A VM is one operating system to one application, while a container is one operating system to many applications, so you can achieve greater density with your hardware. We’ve done some tests where you get up to 80-100 to one, but of course it depends on the workloads. I think there’s a place for it but we’re kind of waiting. VMware is working on it. And we’re still in this tactical curve of rebuilding a $2 billion enterprise.
We’ve launched everything. We’ve gone live with our app portfolio. We’re operationalizing all that and we’re going in now to optimize it. In mid-2016 we’ll step back and take another look at technology and containers are on our roadmap.
Any regrets starting from scratch vs. pushing to keep some legacy infrastructure?
My team got to do a greenfield, and it was a brutal pace. Last year was the hardest that I have ever worked. But we came out of it with a next generation operating platform (infrastructure application) so the business can face forward and think about increasing shareholder value.
From an IT perspective, teams tend to either spiral up or spiral down. My team is in this spiral up mode. For example, vSphere 6.2 just came out and my team is excited about what they can do with the technology. Some other shops will be like, “Oh my God, we have to do this upgrade,” and spiral down.
It’s having a team that’s excited about technology and what it can do to help the business. We’ve tracked a couple of engineers to see how much they can do and you can see just how much this technology empowers people. It’s very different because historically the server guy is the server guy, the network guy is the network guy, etc. I don’t have server or network or storage people. I have cloud engineers. Because all of that works as a system. People still have their natural affinities, what they’re better at, but to all of them it’s just bits. It’s interesting to watch how they work together and how they communicate and how much they can get done because there aren’t those artificial silos anymore.

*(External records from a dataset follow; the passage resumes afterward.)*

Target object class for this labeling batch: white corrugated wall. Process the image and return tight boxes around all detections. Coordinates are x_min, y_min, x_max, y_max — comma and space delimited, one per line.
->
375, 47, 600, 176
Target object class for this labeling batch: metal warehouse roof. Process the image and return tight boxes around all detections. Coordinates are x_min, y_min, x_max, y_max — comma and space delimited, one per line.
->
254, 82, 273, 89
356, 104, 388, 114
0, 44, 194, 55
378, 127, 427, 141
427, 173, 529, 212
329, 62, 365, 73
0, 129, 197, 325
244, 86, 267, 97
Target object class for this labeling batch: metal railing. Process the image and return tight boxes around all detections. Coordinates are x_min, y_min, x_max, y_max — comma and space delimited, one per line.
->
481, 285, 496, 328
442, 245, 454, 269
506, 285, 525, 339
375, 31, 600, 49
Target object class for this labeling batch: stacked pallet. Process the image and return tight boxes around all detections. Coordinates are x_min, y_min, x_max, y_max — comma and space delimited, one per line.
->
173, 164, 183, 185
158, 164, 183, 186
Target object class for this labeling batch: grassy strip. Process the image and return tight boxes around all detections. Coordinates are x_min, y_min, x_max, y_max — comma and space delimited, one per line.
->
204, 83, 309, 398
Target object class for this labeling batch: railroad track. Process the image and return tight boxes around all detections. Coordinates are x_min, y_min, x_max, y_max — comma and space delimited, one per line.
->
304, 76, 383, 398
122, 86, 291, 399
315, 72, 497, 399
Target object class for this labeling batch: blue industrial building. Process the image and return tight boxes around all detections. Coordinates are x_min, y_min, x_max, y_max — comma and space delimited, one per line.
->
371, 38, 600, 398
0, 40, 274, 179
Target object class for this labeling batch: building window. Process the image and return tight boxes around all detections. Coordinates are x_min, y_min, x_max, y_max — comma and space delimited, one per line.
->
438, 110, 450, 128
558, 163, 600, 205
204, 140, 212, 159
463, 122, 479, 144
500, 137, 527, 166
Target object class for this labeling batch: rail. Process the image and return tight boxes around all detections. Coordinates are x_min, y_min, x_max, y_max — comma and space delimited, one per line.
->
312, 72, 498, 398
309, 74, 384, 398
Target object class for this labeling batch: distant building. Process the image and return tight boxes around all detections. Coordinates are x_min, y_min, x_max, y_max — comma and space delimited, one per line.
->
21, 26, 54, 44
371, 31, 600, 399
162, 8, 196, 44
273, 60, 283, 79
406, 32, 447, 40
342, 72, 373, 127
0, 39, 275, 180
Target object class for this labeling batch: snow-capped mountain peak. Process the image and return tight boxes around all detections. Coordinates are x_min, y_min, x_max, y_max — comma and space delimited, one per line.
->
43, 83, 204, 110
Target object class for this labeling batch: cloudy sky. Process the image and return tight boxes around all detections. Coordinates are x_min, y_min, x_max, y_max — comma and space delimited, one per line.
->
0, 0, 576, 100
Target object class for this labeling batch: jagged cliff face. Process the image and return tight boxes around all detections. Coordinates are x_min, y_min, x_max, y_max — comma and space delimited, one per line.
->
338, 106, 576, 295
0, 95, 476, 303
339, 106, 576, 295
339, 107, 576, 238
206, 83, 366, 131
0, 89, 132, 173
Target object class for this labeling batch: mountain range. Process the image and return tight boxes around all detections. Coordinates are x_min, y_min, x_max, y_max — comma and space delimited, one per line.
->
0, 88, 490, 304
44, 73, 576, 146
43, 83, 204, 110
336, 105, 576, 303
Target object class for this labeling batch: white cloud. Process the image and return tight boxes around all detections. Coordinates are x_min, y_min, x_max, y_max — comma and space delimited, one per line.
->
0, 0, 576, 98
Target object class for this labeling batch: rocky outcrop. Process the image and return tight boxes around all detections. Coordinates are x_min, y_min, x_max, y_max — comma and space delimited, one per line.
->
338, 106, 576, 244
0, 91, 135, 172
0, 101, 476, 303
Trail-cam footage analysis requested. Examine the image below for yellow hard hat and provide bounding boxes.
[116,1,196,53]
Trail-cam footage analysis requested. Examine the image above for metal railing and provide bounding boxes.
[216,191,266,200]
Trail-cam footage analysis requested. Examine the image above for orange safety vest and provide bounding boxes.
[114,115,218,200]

It sounds like you guys are having a blast.
I promise my team: one, you’ll never be bored; two, you’ll never have as much fun, because I don’t do technology for the sake of technology, it has to have an outcome; and three, we will develop a world class team where we make people great and where they want to come to work every day.
We live by five operating principles founded on this one fundamental idea: Our job is to create a Frictionless Enterprise:
- We are here to help. Period.
- Enable the business to turn around and face forward.
- Make systems work for people, rather than people working for systems.
- Command technology to provide competitive advantage for the business.
- Provide management teams actionable information to make good decisions.